The initial excitement I had over the EeePC was this: My god! A real computer I can actually tote around for just $400!

Then Everex came along and muddied those clear waters by seemingly upping the ante with its Cloudbook and its hard drive. It was the Cloudbook that first began the drumbeat against the VIA CPU in cheap subnotes. (Yes, there was carping from the UMPC camp well before then, but only addicts would shell out the big bucks for those expensive items to begin with.)

Then hp saw that bet and raised it with the Mini. But it’s a cheat of a raise. The SSD version of the Mini seemingly puts it up against the Asus EeePC, but that’s not the only configuration available. Inevitably one says: Well, if I’m going to pay $50 more for a better keyboard, why not a few dollars more for a hard drive? And so the price creep begins — along with complaints over the VIA CPU MHz speed and the lack of built-in Bluetooth! — and the original appeal of the Asus EeePC is lost in a fog.

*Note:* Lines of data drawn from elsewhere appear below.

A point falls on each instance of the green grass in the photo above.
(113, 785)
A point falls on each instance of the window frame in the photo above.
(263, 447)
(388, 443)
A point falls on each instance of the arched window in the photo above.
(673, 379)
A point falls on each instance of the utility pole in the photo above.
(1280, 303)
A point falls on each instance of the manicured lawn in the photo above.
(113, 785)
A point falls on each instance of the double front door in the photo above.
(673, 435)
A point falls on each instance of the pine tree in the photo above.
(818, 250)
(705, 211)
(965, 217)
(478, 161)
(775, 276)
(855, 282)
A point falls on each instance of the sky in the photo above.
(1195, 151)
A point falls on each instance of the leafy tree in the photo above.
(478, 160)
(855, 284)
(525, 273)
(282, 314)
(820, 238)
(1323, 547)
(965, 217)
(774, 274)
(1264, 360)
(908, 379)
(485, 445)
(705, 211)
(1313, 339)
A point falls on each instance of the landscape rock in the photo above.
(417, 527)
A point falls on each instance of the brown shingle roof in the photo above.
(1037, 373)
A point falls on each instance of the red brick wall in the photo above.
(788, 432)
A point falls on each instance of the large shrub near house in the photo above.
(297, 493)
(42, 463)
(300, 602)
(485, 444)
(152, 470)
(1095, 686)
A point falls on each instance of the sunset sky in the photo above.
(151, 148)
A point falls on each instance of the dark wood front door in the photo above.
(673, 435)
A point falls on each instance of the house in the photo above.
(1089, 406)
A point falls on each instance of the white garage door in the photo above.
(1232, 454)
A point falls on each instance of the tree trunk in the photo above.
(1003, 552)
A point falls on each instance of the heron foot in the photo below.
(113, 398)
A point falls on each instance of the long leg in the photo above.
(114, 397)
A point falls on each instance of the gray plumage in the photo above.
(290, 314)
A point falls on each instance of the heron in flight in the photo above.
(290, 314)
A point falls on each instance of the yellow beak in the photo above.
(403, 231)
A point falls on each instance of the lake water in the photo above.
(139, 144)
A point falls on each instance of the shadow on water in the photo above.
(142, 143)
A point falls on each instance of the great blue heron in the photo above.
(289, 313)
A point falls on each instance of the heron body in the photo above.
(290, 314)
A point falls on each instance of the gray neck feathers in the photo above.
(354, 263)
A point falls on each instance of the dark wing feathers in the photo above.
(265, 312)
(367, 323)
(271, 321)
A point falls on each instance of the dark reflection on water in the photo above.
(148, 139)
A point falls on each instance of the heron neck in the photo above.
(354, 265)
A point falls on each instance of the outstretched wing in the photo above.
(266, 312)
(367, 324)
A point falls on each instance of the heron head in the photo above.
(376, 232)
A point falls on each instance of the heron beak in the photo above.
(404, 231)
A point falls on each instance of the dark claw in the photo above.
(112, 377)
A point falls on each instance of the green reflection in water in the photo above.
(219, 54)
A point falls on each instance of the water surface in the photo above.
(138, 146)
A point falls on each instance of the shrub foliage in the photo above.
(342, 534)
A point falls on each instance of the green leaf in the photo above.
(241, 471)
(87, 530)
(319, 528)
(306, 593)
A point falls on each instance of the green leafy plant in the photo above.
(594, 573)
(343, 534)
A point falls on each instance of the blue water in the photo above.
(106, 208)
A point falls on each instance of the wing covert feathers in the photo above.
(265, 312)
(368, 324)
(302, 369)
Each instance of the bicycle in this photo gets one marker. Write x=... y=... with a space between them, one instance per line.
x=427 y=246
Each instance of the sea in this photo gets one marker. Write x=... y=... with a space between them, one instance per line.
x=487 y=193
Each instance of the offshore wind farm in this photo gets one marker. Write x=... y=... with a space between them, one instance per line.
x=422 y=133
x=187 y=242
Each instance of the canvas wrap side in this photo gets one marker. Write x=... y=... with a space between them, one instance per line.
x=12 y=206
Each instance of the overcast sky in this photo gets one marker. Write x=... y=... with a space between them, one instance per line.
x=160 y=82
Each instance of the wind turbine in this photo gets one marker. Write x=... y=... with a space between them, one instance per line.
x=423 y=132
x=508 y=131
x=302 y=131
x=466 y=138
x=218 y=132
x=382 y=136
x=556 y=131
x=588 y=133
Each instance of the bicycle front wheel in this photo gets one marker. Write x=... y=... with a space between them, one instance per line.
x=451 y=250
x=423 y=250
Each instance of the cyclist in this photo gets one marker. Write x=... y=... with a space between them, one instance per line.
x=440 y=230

So I sit here half telling myself to throw off all other considerations and just get a $400 EeePC that has XP installed on it. Then another half of me says, no, maybe the e900, so I have some leeway for the future. Then another half of me (shut up, I contain multitudes!) tells me that’s jacking the price up by one hundred and fifty dollars. And if I’m going to do that, yet another half of me says I should then not compromise at all and just add yet another $50 and get the MSI Wind, with its larger screen (10″!) and bigger keyboard (hp Mini sized?) and hard drive.

There. The war within me goes from $400 to $549 to $610 (approximate prices, not including NYC sales tax!).

What about you? Am I the only person spinning like a top over this?